ZooKeeper fails to provide coordination services for upper-layer components and the components depending on ZooKeeper may not run properly.

Possible Causes

  • The ZooKeeper instance is abnormal.
  • The disk capacity is insufficient.
  • The network is faulty.
  • The DNS is installed on the ZooKeeper node.

Procedure

Check the ZooKeeper service instance status.

  1. On the MRS cluster details page, choose Components > ZooKeeper > quorumpeer.
  2. Check whether the ZooKeeper instances are normal.

    • If yes, go to 6.
    • If no, go to 3.

  3. Select instances whose status is not good and choose More > Restart Instance.
  4. Check whether the instance status is good after restart.

    • If yes, go to 5.
    • If no, go to 19.

  5. On the Alarms tab page, check whether the alarm is cleared.

    • If yes, no further action is required.
    • If no, go to 6.

    Check disk status.

  6. On the MRS cluster details page, choose Components > ZooKeeper > quorumpeer, and check the host information of each node housing the ZooKeeper instance.
  7. On the MRS cluster details page, click the Nodes tab and expand a node group.
  8. In the Disk Usage column, check whether the disk space of each node housing ZooKeeper instances is insufficient (disk usage exceeds 80%).

    • If yes, go to 9.
    • If no, go to 11.

  9. Expand the disk capacity. For details, see ALM-12017 Insufficient Disk Capacity (For MRS 2.x or Earlier).
  10. On the Alarms tab page, check whether the alarm is cleared.

    • If yes, no further action is required.
    • If no, go to 11.

    Check network communication status.

  11. On the Linux node housing the ZooKeeper instance, run the ping command to check whether the host names of other nodes housing the ZooKeeper instances can be pinged successfully.

    • If yes, go to 15.
    • If no, go to 12.

  12. Modify the IP addresses in /etc/hosts and add the mapping between host names and IP addresses.
  13. Run the ping command again to check whether the host names of other nodes housing the ZooKeeper instances can be pinged successfully.

    • If yes, go to 14.
    • If no, go to 19.

  14. On the Alarms tab page, check whether the alarm is cleared.

    • If yes, no further action is required.
    • If no, go to 15.

    Check the DNS.

  15. Check whether the DNS is installed on the node housing the ZooKeeper instance.

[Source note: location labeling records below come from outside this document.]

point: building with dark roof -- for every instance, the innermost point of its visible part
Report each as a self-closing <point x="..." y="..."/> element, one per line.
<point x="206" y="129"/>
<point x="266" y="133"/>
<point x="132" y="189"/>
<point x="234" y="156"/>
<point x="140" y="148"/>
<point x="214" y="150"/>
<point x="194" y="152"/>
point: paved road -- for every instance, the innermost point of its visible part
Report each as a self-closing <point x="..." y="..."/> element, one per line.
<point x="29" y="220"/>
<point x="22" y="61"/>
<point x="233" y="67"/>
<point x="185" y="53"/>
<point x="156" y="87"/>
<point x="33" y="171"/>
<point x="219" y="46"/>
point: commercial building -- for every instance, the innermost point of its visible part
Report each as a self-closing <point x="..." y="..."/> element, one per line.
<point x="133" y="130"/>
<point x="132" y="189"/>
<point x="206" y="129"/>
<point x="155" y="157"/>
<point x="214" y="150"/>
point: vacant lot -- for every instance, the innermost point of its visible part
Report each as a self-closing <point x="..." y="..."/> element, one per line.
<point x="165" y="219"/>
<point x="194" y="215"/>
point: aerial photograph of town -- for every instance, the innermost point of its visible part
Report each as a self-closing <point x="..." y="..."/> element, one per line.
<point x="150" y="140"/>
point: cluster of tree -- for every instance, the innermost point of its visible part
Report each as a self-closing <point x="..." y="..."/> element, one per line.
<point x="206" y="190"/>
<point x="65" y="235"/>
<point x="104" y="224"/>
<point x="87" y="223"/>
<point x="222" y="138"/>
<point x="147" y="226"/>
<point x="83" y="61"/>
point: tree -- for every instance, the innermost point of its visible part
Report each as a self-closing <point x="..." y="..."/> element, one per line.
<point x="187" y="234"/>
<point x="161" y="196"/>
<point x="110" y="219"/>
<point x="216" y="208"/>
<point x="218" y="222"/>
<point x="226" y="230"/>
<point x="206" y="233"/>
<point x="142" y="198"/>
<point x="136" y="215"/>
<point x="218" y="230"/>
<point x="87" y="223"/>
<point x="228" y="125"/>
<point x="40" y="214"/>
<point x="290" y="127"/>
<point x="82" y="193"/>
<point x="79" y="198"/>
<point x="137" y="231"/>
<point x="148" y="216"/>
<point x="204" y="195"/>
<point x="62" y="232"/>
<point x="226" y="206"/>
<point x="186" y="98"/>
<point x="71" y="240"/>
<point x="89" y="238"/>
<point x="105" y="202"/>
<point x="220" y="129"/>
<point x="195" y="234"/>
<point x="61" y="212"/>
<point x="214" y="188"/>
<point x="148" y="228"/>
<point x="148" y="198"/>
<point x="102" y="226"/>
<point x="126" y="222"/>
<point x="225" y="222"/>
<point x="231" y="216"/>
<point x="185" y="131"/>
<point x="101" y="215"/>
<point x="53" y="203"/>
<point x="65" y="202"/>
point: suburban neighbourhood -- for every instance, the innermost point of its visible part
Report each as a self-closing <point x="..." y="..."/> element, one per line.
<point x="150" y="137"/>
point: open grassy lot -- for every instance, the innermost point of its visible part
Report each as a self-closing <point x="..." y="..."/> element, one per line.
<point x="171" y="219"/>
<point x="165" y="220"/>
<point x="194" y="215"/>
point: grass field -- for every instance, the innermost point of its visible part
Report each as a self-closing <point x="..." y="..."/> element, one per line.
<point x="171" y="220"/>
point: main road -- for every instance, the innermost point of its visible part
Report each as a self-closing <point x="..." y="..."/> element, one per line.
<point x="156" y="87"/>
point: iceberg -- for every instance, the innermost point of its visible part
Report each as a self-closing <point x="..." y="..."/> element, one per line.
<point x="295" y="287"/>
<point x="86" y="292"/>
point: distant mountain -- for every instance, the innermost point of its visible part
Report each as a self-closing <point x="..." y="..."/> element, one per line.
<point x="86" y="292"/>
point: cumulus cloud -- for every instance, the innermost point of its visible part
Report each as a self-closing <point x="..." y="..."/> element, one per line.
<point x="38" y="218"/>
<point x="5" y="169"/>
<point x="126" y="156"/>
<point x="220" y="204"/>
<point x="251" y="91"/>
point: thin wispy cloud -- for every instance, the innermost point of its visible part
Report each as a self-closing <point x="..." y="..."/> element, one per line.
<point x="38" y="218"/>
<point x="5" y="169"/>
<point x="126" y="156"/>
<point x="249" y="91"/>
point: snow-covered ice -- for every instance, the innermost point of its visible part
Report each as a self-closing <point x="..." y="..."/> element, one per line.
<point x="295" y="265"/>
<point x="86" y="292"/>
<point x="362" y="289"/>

On the Linux node housing the ZooKeeper instance, run the cat /etc/resolv.conf command to check whether the file is empty.

    • If yes, go to 16.
    • If no, go to 19.

  16. Run the service named status command to check whether the DNS is started.

    • If yes, go to 17.
    • If no, go to 19.

  17. Run the service named stop command to stop the DNS service. If "Shutting down name server BIND waiting for named to shut down (28s)" is displayed, the DNS service is stopped successfully. Comment out the content (if any) in /etc/resolv.conf.
  18. On the Alarms tab page, check whether the alarm is cleared.

    • If yes, no further action is required.
    • If no, go to 19.

  19. Collect fault information.

    1. On MRS Manager, choose System > Export Log.
    2. Contact the O&M engineers and send the collected logs.

Reference

None